The method thus comprises the step of determining a second image pattern associated with a second group of pixels of the energy source 2. The second pixel group and the second curing surface energy E₂Is associated with the application of (a). The second curing surface energy E₂Above a second predetermined energy threshold T₂. This determining step is followed by the step of projecting the second pixel group onto the surface of the curable material. Thus, the second pixel group defines a second projected image.

These determining and projecting steps thus result in a step of forming the second part of the optical element.

First cured surface energy E if the second part is the last part formed in the manufacture of the optical element₁And second curing surface energy E₂Is greater than or equal to a first predetermined energy threshold T₁Allowing the whole optical element to polymerize into a solid having the Jacobs meaning (corresponding to a conversion higher than, for example, 70%, or 60% or 80%, depending on the curable material).

If the second portion is not the last formed portion in the manufacture of the optical element, the further steps of illuminating and forming further portions are repeated after forming this second portion. It should be reminded that some intermediate irradiation steps may take place between the formation of the first and second portions, for example for forming intermediate portions, such as the third and/or fourth portions.
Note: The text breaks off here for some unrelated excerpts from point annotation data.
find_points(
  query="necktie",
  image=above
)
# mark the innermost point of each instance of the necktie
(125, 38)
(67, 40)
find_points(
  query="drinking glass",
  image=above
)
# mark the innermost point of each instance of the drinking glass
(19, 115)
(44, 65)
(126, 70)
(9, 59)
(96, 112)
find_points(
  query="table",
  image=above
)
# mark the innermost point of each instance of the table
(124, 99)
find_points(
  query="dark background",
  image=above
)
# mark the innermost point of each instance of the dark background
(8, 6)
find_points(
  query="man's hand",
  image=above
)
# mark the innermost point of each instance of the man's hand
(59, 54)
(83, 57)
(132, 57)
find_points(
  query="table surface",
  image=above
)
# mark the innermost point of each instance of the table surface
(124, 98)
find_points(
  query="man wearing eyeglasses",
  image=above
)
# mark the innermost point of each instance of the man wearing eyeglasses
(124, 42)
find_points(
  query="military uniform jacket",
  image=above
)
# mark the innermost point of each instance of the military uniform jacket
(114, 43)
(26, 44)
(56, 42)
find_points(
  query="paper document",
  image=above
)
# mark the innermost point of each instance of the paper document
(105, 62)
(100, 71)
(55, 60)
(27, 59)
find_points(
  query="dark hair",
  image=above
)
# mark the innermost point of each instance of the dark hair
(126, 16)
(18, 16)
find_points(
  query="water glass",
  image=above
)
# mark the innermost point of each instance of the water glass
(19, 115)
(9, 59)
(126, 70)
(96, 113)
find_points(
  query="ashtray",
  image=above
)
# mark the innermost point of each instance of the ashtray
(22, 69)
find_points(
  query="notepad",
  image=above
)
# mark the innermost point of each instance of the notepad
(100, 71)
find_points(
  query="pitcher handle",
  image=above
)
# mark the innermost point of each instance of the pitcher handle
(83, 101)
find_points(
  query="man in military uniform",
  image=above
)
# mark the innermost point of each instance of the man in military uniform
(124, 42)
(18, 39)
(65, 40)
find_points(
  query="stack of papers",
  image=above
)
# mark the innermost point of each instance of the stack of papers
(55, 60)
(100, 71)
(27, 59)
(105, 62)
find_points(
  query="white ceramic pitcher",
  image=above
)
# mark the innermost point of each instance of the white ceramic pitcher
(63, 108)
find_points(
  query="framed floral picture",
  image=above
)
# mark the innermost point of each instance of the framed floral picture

First curing surface energy E₁Each curing surface energy associated with an intermediate irradiation step andenergy of dual cure surface E₂Is higher than a first predetermined energy threshold T₁. Further steps may for example have the effect of completing the aggregation of the second part and possibly of the intermediate part, or may further enable the first part to receive a ratio only up to a first predetermined energy threshold T₁More energy is required and therefore a higher energy than by applying only the first predetermined energy threshold T can be achieved₁E.g. Jacobs energy E_JHigher conversion rates were achieved.

The method may further comprise a final step of irradiating the formed part of the optical element with a final cured surface energy in order to polymerize the optical element and in particular the edges thereof. The final curing surface energy is here higher than or equal to a first predetermined energy threshold T₁. This final curing, sometimes referred to as post-curing, is intended to complete the polymerization and/or relax the internal stress of the material by UV and/or thermal treatment. In other words, the final irradiation step allows to apply on any part still in the intermediate state a curing surface energy sufficient to directly obtain a high conversion, for example higher than 70%, more preferably higher than 90%. The optical element is then completely formed.

Finally, once the optical element is obtained, the method comprises one or more post-processing steps. These post-processing steps are for example steps of subtractive machining (e.g. polishing) or additive machining (e.g. coating). After these post-processing steps, the optical element is ready for use.